Why Reddit was down on Aug 11

“Autoscaler read the partially migrated Zookeeper data and terminated many of our application servers, which serve our website and API, and our caching servers, in 16 seconds.”
Incident #19 at Reddit on 2017/08/11 by u/gooeyblob (Infrastructure leader)
Full report https://www.reddit.com/r/announcements/comments/4y0m56/why_reddit_was_down_on_aug_11/
How it happened Before an upgrade of a Zookeeper system the autoscaler was manually turned off by making a configuration change, since it depends on Zookeeper for server health information. During the upgrade, the package manager reverted the configuration change (since it detected it had been made manually), turing back on the autoscaler. The autoscaler (based on partial Zookeeper data) terminated many healthy servers, including caching servers.

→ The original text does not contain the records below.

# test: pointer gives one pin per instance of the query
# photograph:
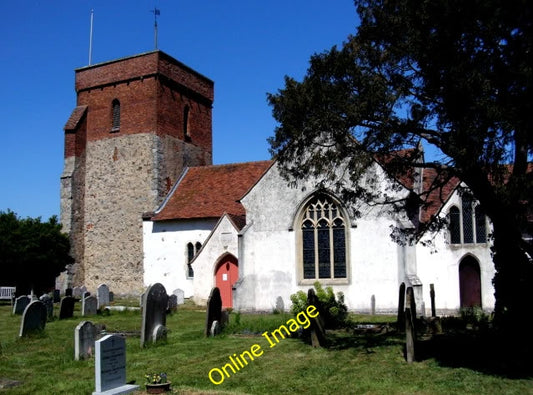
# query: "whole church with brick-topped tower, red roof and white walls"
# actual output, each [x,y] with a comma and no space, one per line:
[143,203]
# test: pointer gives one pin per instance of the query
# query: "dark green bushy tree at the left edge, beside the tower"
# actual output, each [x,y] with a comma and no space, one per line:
[32,253]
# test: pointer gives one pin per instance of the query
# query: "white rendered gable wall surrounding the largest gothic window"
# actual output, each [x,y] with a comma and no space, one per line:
[267,261]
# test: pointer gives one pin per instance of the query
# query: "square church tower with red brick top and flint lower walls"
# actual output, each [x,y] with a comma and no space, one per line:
[137,123]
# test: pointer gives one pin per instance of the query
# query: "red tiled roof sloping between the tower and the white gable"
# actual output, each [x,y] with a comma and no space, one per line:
[210,191]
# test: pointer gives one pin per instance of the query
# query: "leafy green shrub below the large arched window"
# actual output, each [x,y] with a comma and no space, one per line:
[333,308]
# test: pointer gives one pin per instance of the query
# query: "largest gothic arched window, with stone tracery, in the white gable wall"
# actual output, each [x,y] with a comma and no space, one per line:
[323,233]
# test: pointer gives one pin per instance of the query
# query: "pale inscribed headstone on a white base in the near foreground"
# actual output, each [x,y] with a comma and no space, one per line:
[110,366]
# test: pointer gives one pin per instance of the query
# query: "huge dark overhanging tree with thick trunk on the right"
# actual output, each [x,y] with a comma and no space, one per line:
[454,74]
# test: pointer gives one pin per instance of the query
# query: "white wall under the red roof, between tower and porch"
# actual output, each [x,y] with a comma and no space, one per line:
[165,251]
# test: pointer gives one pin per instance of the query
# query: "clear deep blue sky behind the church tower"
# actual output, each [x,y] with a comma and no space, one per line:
[245,46]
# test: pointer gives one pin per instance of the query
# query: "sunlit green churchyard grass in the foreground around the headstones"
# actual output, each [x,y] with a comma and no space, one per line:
[44,363]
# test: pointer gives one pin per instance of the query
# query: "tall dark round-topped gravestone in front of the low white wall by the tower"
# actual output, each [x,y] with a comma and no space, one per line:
[154,312]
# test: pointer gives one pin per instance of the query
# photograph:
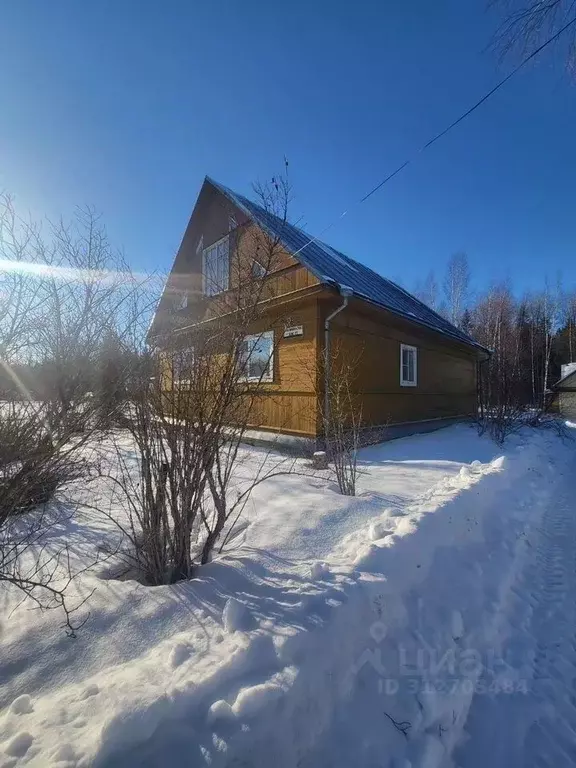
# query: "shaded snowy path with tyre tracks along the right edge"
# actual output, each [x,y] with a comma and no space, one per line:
[535,723]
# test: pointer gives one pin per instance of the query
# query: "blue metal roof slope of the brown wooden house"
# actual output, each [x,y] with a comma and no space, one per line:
[333,267]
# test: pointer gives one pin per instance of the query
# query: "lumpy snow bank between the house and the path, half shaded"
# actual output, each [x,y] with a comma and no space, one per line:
[275,657]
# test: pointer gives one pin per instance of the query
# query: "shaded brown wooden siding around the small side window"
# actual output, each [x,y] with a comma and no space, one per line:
[371,339]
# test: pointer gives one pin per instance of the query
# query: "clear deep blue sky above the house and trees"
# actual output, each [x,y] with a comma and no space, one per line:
[126,105]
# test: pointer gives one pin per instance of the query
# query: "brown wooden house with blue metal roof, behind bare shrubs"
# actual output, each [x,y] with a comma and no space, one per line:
[413,368]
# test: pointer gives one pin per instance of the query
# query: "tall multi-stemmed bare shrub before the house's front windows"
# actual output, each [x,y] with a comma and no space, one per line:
[197,389]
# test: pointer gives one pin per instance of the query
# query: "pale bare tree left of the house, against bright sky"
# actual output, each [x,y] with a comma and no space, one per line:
[86,291]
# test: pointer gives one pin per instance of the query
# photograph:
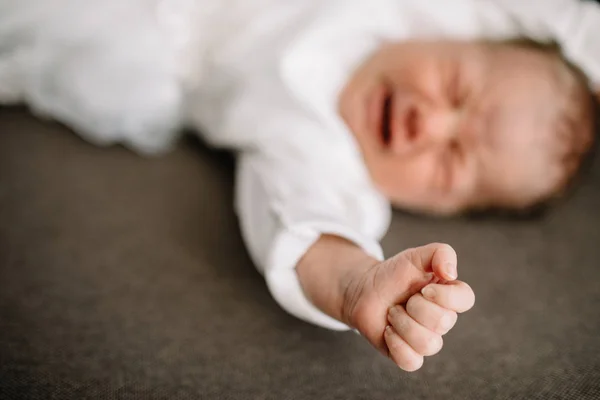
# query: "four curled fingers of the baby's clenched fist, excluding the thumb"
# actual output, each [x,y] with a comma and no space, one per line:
[416,329]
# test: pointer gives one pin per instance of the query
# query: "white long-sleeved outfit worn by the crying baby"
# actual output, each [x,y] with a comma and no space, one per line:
[260,77]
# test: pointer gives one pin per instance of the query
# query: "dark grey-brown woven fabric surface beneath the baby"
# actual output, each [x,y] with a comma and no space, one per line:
[126,278]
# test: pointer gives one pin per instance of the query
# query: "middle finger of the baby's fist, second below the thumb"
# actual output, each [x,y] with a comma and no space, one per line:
[432,316]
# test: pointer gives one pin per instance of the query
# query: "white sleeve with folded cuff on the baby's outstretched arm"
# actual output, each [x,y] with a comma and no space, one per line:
[283,210]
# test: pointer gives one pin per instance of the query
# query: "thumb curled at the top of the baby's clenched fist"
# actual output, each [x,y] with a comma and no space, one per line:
[439,258]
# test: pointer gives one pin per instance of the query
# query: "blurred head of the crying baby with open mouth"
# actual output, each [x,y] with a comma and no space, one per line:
[446,127]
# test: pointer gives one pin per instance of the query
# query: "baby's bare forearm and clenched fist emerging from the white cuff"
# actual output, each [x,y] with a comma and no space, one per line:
[402,306]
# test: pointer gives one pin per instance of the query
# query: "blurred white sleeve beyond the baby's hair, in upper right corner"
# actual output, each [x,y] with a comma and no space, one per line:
[574,24]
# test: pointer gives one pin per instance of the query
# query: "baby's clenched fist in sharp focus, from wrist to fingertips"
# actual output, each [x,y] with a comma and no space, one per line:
[405,304]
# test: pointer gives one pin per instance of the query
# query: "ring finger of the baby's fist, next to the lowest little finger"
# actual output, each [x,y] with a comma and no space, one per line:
[422,340]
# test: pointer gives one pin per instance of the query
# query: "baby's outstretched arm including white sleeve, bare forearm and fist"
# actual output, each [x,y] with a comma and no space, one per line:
[322,263]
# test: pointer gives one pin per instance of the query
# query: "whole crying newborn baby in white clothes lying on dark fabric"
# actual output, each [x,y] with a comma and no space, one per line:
[335,109]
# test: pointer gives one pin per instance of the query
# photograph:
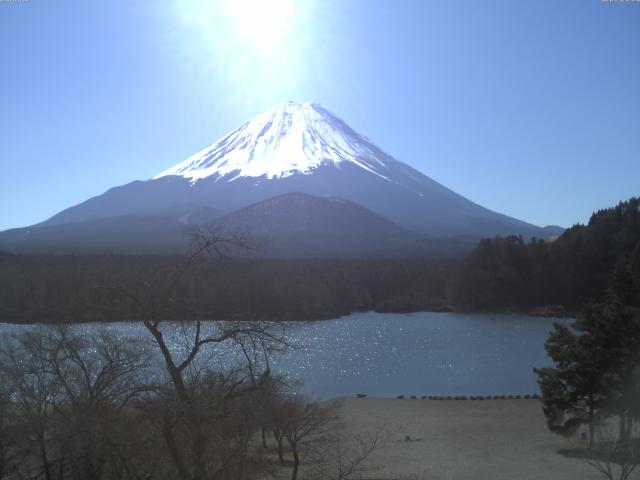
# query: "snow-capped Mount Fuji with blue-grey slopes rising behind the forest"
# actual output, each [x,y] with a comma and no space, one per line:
[295,147]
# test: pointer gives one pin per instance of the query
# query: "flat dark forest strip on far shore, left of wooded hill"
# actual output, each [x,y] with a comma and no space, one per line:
[75,288]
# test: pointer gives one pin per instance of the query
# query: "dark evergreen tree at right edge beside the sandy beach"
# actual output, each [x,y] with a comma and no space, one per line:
[597,358]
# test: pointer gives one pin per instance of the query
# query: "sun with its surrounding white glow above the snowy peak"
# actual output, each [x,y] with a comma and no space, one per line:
[266,51]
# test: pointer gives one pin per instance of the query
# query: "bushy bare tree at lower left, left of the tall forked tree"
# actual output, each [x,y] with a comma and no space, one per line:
[98,377]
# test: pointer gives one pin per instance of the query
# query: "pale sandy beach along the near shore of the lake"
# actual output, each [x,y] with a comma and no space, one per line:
[463,440]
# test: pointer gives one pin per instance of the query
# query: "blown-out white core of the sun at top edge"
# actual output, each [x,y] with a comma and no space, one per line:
[262,24]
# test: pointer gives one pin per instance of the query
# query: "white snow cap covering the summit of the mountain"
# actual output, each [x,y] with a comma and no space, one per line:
[291,138]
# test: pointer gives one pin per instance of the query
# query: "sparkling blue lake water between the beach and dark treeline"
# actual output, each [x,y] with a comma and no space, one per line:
[418,354]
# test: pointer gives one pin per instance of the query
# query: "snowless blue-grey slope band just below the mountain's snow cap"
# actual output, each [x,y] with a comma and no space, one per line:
[425,206]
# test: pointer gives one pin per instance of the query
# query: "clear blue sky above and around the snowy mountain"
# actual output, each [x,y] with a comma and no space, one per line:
[530,108]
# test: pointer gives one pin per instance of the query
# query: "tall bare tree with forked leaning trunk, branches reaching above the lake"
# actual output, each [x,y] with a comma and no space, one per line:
[196,405]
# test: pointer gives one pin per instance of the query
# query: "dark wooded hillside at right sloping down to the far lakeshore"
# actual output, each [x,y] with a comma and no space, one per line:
[509,273]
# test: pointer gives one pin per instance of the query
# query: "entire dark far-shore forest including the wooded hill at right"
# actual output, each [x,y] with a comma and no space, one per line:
[501,274]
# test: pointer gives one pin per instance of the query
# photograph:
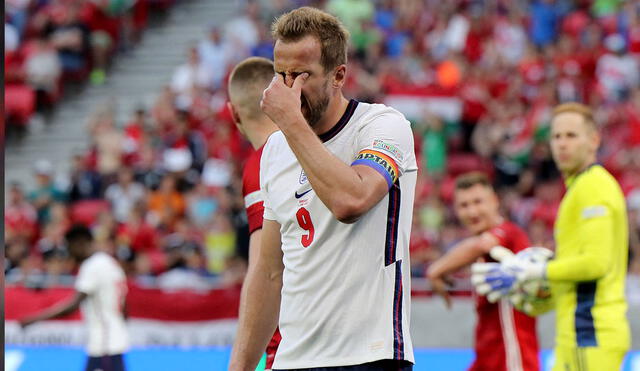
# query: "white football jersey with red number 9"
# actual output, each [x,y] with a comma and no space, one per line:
[346,287]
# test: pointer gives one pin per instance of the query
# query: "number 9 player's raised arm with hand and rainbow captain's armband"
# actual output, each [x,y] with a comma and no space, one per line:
[348,190]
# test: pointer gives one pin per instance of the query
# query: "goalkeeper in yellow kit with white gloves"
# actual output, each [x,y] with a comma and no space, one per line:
[588,272]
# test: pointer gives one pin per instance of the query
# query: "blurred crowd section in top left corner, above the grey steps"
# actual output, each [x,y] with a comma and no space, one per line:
[49,43]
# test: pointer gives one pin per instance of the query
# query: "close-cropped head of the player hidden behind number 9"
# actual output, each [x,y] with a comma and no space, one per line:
[246,84]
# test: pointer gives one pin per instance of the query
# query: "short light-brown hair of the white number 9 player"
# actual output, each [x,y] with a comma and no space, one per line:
[327,29]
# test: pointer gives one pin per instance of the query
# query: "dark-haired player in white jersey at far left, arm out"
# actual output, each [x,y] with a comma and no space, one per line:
[100,292]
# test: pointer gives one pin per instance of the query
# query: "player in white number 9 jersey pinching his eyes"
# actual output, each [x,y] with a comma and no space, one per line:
[338,182]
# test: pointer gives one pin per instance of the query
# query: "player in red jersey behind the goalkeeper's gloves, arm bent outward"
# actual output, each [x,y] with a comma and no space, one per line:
[505,339]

Architecture Application servers and caching servers managed by an autoscaler (which uses Zookeeper for server health information).
Technologies Apache ZooKeeper
Root cause Autoscaler (unintentionally) running during a Zookeeper upgrade.
Failure Terminated application and caching servers.
Impact Service unavailable for 1.5 hours followed by an additional 1.5 hours of increased response time.
Mitigation Engineers restored the servers (ending the outage) and waited for the caches to fill (ending the performance degradation period).